Pashley and Francis have demonstrated their technique on two fat-soluble drugs: propofol, a widely used sedative that comes in liquid form, and a solid drug called griseofulvin, which is taken by mouth to treat jock itch and other fungal infections. The technique also worked on soybean oil, which is commonly used to dissolve fat-soluble drugs, as well as a variety of other oils. What’s more, the oil droplets are a good size – about 0.6 micrometres in diameter – for intravenous injection, says Pashley.
“You can minimise droplet size without dispersal agents,” says Laurence Mather of the University of Sydney at the Royal North Shore Hospital. The technique has the potential to “open the way to making many more drugs for injection without complicated formulations”, he says.
That won’t be happening just yet, though. Any new way of formulating drugs has to undergo years of testing to meet stringent regulatory requirements. But the drug testing process itself could be speeded up by Pashley’s technique. Around 40 per cent of newly formulated drugs are fat-soluble, so a way of dispersing them in solution needs to be found before they can be tested. “At the moment new drugs may just be left on the shelf in the ‘too hard’ basket,” Pashley says. “Our process means you could just disperse the drug in water and start [testing].”

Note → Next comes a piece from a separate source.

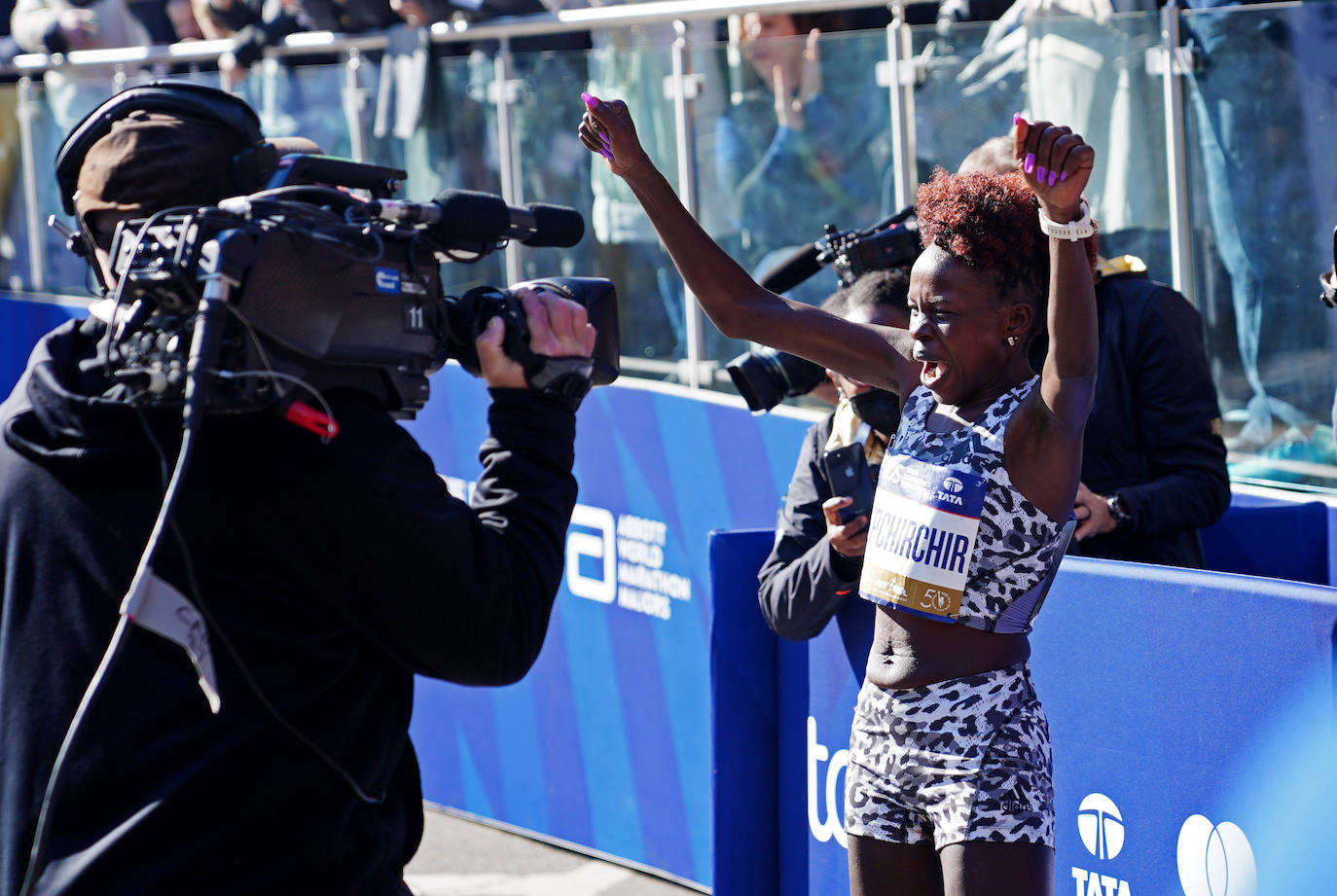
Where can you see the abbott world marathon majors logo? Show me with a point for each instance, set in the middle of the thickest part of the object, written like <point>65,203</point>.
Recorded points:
<point>1215,859</point>
<point>1101,828</point>
<point>622,560</point>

It may also be possible to produce improved versions of available medicines. For example, patients in intensive care who receive the sedative propofol in soybean oil for long periods of time may develop dangerously high levels of fat in their blood. If propofol could be dispersed in water using the Pashley technique, that side effect would be eliminated.
The technique could even be used to create new formulations of cannabis for pain control, Mather suggests. Cannabis is very oily, which has made it difficult to come up with formulations that provide an accurate dose, he says.

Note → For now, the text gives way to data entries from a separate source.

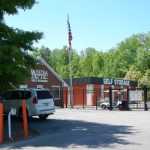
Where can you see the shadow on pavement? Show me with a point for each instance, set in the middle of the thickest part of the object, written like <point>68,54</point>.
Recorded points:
<point>63,133</point>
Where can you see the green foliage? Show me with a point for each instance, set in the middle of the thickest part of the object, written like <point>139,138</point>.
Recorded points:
<point>129,60</point>
<point>15,63</point>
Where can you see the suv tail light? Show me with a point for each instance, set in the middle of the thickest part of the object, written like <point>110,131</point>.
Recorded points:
<point>34,100</point>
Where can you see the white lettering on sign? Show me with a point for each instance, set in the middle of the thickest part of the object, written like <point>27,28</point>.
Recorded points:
<point>39,75</point>
<point>122,82</point>
<point>108,81</point>
<point>116,82</point>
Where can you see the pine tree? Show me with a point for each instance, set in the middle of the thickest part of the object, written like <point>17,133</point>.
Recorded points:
<point>15,63</point>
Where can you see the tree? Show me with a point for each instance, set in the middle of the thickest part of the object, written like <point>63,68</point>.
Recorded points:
<point>15,63</point>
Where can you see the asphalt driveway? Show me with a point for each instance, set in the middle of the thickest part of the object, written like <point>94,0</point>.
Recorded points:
<point>89,129</point>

The ANU and the University of California, where Pashley did the initial experiments, have applied for patents on the oil-mixing technique for use with 350 different types of drug.
It works – but why?
Anyone who has ever made French dressing knows that oil and watery solutions like vinegar don’t mix – unless you shake them hard enough to overcome the forces that hold the oil droplets together, and then use additives such as mustard to stop the emulsion separating again. If you’re a chemist preparing industrial or pharmacological emulsions, you may use a detergent instead.
But this picture began to look a little shaky when, in 2003, Ric Pashley of the Australian National University in Canberra reported that removing the gas dissolved in oil and water allows them to form a stable emulsion. No additives are required, and only minimal shaking.

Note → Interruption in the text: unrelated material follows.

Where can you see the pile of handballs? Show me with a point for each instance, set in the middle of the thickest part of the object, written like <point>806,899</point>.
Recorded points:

A finding like that will mean rewriting chemistry textbooks – or at least, it will once the mechanism behind the effect has been worked out. But two years on, and the draft for those new textbooks is no closer. In fact the mystery has deepened.
After repeating the experiments last year, a team led by Julian Eastoe at the University of Bristol, UK, discovered that the oil that Pashley used was probably contaminated with trace amounts of surfactants (Langmuir, vol 20, p 5673). But that was not the whole story.
When Eastoe’s team added pure oil to water, they found to their surprise that they could still create stable emulsions. What’s more, they said, degassing the water turned out to be unnecessary. Instead, the key seemed to be the repeated freezing and thawing used to remove the gas – perhaps because it allows droplets of oil, which freezes more slowly, to creep into cracks in the frozen water, forcing intermingling.
But Pashley says that experiment is flawed: to prove that degassing is unnecessary, the Eastoe team added the gas back as the mixture thawed. That is too late, says Pashley, because the emulsion has already formed. What’s more, Pashley has also created emulsions by degassing the oil and water separately, and then mixing them – suggesting that the freezing and thawing is not simply forcing the oil and water together.
“It’s not a dead dodo. The jury is still out, but the mystery can only be solved by rigorous, independent research,” Eastoe says.